Let’s talk about talking. You know the great Aussie expression, ‘he could talk under water’, or even better, ‘he could talk under wet cement.’
Loquacious individuals can be entertaining at times, but they can also be as exhausting as a spin class at the gym. I find voluble people most tiring when they talk mainly about themselves.
A friend of mine who is a masseuse says that she feels like she’s failed in her craft if her client keeps up a line of patter through the whole session.
I feel challenged when I teach to a group of chatty students. But I know that banter can be quite a good pressure valve in class , especially when the work has become intense.
A few years ago, I learned an expression that I still am inspired by: the anagram for it is W.A.I.T. – Why Am I Talking?
So often, we do run off at the mouth. It can happen as a result of nervousness, or more to the point, because we’re afraid we’re not going to be seen or understood. At these times it pays to pause, pull ourselves up and see whether what we’re saying is a contribution to our listeners.
As an experiment, see what happens when you say less, particularly if you are the sort of person who is continuously talkative. It may feel risky. I remind myself to shut up from time to time when I’m teaching, to allow for the students to consolidate their postures.
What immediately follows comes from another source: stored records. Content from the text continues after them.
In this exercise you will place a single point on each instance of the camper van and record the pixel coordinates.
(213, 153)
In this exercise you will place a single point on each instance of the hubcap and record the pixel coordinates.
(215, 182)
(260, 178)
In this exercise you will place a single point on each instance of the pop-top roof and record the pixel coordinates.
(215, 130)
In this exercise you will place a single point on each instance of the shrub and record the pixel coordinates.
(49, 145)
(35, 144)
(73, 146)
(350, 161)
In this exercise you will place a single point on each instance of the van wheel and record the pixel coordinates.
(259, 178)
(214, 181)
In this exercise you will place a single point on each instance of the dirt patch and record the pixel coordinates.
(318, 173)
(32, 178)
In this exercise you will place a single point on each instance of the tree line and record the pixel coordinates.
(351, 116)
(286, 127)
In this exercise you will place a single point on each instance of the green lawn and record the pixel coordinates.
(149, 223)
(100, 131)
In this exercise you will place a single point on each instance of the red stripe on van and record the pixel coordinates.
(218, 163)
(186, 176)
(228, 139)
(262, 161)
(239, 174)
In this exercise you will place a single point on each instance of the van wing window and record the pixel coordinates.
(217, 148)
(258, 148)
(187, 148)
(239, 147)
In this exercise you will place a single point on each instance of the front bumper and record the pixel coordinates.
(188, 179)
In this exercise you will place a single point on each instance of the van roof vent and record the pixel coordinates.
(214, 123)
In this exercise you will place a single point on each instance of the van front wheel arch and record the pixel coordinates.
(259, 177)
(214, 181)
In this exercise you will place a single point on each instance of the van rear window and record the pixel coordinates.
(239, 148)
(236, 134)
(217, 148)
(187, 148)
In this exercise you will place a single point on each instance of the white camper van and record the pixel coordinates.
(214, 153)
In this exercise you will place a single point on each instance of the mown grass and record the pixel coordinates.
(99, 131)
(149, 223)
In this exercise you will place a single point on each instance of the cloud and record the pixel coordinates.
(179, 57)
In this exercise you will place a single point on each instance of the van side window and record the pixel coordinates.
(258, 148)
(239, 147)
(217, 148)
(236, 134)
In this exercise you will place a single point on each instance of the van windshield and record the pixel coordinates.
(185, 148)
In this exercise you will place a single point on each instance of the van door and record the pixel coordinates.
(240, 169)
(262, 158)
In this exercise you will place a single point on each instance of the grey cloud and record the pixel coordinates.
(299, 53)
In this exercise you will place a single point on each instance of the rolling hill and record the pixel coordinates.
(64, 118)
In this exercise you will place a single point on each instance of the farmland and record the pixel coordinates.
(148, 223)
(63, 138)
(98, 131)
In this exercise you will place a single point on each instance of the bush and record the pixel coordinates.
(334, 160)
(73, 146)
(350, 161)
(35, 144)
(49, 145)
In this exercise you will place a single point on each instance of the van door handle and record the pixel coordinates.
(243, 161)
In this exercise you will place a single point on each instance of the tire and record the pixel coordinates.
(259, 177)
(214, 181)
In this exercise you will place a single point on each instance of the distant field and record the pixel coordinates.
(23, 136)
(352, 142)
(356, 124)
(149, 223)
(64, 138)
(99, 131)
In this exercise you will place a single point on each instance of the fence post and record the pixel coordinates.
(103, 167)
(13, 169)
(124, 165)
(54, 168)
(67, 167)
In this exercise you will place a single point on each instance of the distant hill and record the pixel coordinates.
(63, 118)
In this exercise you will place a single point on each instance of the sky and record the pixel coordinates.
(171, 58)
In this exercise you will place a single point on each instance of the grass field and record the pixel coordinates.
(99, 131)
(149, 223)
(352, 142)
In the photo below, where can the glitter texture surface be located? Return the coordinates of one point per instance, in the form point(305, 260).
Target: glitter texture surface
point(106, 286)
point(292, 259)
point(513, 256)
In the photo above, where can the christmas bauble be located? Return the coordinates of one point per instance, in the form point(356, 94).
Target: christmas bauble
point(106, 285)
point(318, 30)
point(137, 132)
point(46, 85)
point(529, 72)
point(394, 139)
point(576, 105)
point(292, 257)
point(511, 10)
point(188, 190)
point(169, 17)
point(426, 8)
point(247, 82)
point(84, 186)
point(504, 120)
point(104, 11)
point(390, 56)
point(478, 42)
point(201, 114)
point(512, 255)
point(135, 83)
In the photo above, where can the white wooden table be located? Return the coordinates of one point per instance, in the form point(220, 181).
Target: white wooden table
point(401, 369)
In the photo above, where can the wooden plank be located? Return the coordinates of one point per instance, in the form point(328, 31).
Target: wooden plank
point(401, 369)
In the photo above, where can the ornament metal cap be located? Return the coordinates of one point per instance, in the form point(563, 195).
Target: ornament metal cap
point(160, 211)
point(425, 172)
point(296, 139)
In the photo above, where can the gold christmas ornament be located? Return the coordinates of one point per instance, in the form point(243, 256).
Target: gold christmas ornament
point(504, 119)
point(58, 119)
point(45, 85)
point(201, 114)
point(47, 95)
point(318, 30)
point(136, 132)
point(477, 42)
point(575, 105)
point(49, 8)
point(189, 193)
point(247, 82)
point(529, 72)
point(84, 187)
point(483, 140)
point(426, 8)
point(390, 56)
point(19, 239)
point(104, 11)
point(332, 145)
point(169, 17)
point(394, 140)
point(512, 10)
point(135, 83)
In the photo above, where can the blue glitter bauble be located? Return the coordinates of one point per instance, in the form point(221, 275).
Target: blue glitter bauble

I admire a yoga colleague who conducted some of his restorative classes with the barest minimum of verbal instructions, so his students could become more introspective.
In the United State, legislators use a procedure called a filibuster which lets them obstruct the passage of legislation by ‘talking a bill to death’.
As teachers, I think we need to make sure we aren’t talking our students to death – to the point where they are no longer connected with their own internal process, which is the point of yoga practice, isn’t it.